Thank You - Mel Bochner

Thank You – Mel Bochner

Enough Said: Mel Bochner

March 7 – May 26, 2019
Oregon Jewish Museum and Center for Holocaust Education
724 NW Davis Street

A colorful, fun, and insightful major exhibition by acclaimed American Jewish conceptual artist and painter Mel Bochner. This exhibit draws from the collection of Jordan Schnitzer and highlights the ways that Bochner has visually explored the forms of language as well as its meaning. Editioned prints and unique pieces display Bochner’s skillful, complex printmaking techniques as well as his bombastic usage of words and letters. Colorful graphics wrapping the museum’s windows shout their message from across the Park Blocks, making this one hard to overlook.

Ulama Ule Alley Oop - Ronny Quevedo

Ulama Ule Alley Oop – Ronny Quevedo

Ronny Quevedo

March 7 – April 27
Upfor
929 Nw Flanders St

Working in multiple mediums, Ecuadorian artist Quevedo “posits profound interconnections between the circular movements engendered by sport and the expansive pathways forged by the artist’s personal migration story from Ecuador to the Bronx,” according to Hyperallergic. The result is a show of energetic drawings, diagrams, and otherwise assembled images that harvest the designs of basketball courts and other seemingly-abstract sports iconography.

 

Still from Mickalene Thomas, Do I Look Like a Lady

Still from Mickalene Thomas, Do I Look Like a Lady

Do I Look Like a Lady? (Comedians and Singers): Mickalene Thomas

March 9 – August 31
Portland Art Museum
1219 SW Park Avenue
Portland, OR 97205

This exhibition highlights the recently-acquired video installation by internationally renowned artist and former-Portlander, Mickalene Thomas.
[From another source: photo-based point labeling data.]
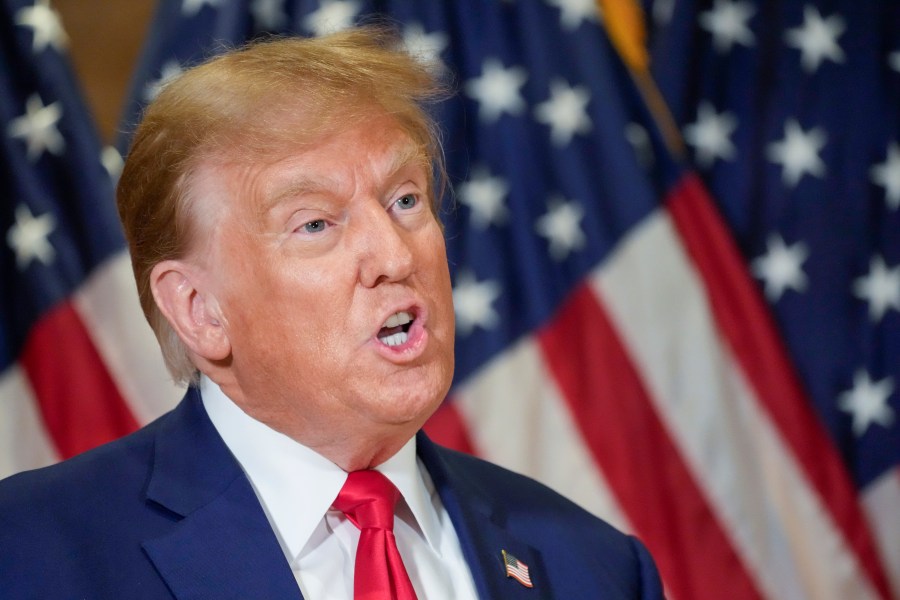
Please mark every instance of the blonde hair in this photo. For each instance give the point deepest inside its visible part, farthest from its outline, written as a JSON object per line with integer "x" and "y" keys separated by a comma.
{"x": 245, "y": 105}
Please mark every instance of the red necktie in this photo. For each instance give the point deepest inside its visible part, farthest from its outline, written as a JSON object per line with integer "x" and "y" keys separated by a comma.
{"x": 368, "y": 500}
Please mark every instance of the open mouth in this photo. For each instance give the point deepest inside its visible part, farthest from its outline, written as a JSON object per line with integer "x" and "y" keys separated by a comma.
{"x": 395, "y": 331}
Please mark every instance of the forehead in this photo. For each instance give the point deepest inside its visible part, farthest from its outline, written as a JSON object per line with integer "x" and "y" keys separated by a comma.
{"x": 363, "y": 154}
{"x": 367, "y": 153}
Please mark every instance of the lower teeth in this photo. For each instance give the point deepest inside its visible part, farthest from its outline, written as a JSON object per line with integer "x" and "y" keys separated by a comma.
{"x": 395, "y": 339}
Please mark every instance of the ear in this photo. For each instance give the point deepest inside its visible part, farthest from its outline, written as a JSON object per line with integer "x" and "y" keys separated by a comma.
{"x": 192, "y": 312}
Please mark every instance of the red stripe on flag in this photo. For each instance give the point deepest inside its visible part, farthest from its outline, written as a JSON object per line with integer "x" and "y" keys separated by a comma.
{"x": 643, "y": 466}
{"x": 78, "y": 399}
{"x": 447, "y": 428}
{"x": 744, "y": 319}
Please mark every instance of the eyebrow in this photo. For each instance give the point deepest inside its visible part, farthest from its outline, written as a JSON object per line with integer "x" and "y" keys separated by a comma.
{"x": 410, "y": 154}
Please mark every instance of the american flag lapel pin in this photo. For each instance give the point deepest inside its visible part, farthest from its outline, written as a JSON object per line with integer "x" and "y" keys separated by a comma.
{"x": 516, "y": 569}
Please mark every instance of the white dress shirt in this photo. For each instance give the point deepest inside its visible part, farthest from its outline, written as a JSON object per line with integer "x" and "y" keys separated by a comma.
{"x": 296, "y": 487}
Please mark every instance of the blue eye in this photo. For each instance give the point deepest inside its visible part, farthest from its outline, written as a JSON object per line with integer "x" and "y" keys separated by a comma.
{"x": 406, "y": 202}
{"x": 314, "y": 226}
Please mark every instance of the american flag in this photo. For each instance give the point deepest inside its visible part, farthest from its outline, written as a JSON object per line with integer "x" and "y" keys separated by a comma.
{"x": 711, "y": 370}
{"x": 516, "y": 569}
{"x": 77, "y": 361}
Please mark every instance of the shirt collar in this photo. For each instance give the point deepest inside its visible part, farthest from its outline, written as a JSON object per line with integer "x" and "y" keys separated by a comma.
{"x": 296, "y": 485}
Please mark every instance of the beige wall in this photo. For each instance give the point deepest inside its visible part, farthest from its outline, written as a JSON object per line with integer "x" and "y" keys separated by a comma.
{"x": 105, "y": 37}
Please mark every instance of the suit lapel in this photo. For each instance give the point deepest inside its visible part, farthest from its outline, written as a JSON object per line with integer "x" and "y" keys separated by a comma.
{"x": 223, "y": 547}
{"x": 479, "y": 525}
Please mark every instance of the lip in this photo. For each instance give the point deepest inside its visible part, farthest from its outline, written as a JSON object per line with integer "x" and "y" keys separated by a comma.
{"x": 417, "y": 341}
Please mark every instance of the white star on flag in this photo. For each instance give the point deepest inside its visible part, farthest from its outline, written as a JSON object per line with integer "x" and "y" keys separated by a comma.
{"x": 189, "y": 8}
{"x": 38, "y": 128}
{"x": 332, "y": 16}
{"x": 880, "y": 288}
{"x": 497, "y": 90}
{"x": 781, "y": 267}
{"x": 45, "y": 24}
{"x": 798, "y": 152}
{"x": 817, "y": 38}
{"x": 575, "y": 12}
{"x": 28, "y": 237}
{"x": 727, "y": 22}
{"x": 473, "y": 303}
{"x": 485, "y": 196}
{"x": 425, "y": 47}
{"x": 268, "y": 15}
{"x": 561, "y": 225}
{"x": 169, "y": 71}
{"x": 565, "y": 112}
{"x": 887, "y": 175}
{"x": 710, "y": 135}
{"x": 867, "y": 402}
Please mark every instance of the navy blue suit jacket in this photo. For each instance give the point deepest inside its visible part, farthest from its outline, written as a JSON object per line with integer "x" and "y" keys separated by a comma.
{"x": 167, "y": 512}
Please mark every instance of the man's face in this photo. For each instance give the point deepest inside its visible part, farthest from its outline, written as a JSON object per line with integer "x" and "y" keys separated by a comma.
{"x": 329, "y": 271}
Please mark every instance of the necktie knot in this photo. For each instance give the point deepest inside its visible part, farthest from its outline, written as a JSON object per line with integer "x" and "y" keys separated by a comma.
{"x": 368, "y": 499}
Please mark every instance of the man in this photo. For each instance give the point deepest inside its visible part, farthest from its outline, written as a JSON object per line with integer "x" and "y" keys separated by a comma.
{"x": 280, "y": 205}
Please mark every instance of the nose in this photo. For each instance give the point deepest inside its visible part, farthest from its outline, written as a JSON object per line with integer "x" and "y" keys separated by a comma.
{"x": 382, "y": 246}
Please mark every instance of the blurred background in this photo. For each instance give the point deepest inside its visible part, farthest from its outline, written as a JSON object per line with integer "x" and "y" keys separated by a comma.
{"x": 674, "y": 241}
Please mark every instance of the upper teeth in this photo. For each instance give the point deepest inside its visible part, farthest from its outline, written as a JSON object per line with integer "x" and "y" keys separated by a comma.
{"x": 398, "y": 319}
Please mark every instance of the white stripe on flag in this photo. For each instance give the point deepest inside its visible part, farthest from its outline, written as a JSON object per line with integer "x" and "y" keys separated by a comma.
{"x": 24, "y": 443}
{"x": 881, "y": 501}
{"x": 517, "y": 418}
{"x": 778, "y": 523}
{"x": 108, "y": 304}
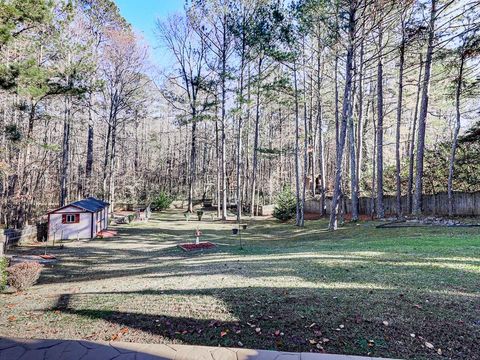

Thomas has said that a 1994 exhibition featuring Carrie Mae Weems was a crucial moment in her development as an artist.
This powerful, high-energy video collage of performances by African-American actors and singers throughout the 20th century engages with themes of beauty, identity, and representation while celebrating the individual voices of performers including Jackie “Moms” Mabley, Eartha Kitt, Whoopi Goldberg, and Whitney Houston.

Image via Dan Paz

The sun never knew how great it was until it struck the side of a building: Dan Paz

March 7 – April 13
Opening reception 6 – 8pm, March 7
Williamson | Knight Gallery
916 NW Flanders St

Taking its title from a quote by the architect Louis Khan, this solo show by Dan Paz curated by Yaelle Amir explores the role that light has played in the oppression of historically marginalized individuals. Williamson | Knight describe it as an examination of “how light is manipulated in carceral environments to craft a controlled collective space.” Including video, sculpture and performance, the show “demonstrates different methods of performing in, modifying, and refracting light to uncover how psychological and physical development is affected by lightness and darkness,” which is something those of us living near the 45th Parallel should understand well.